Apple Earnings Beat Forecasts, Easing Wall Street Concerns

Following Apple's (AAPL) release of first-quarter earnings, Wall Street analysts expressed relief as the company outperformed expectations and addressed declining iPhone sales in China.

Apple reported earnings per share of $2.40 on revenue of $124.3 billion, exceeding analysts' estimates of $2.35 EPS and $124.1 billion in revenue. Despite this, iPhone revenue in China fell by 11% year-over-year, with overall China sales declining more than anticipated.

However, Apple CEO Tim Cook attributed this decline to a strategic reduction in shipments to Greater China suppliers, indicating that it did not primarily reflect reduced demand. Cook also highlighted that iPhone Intelligence contributed to a record number of upgrades, suggesting that sales in China could improve when AI features receive government approval.

Analysts from JPMorgan and Citi maintained a Buy rating for Apple, citing the better-than-expected results and the potential for AI features to drive growth.
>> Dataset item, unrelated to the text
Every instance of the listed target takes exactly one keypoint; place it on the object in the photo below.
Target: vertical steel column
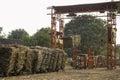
(111, 41)
(53, 29)
(61, 31)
Regarding the concerns about AI expenditure raised by a Chinese AI model, Cook emphasized Apple's prudent approach to capital allocation, which has contributed to its strong financial position.

Despite Apple being perceived as lagging behind in the AI race, analysts believe the company's strong ecosystem, hardware capabilities, and focus on privacy make it well-positioned to capitalize on on-device AI advancements.

Apple shares experienced a 3% gain in early trading following the earnings release. Jefferies analyst Edison Lee expressed skepticism about the growth potential of AI services, but most Wall Street analysts remain bullish on the stock.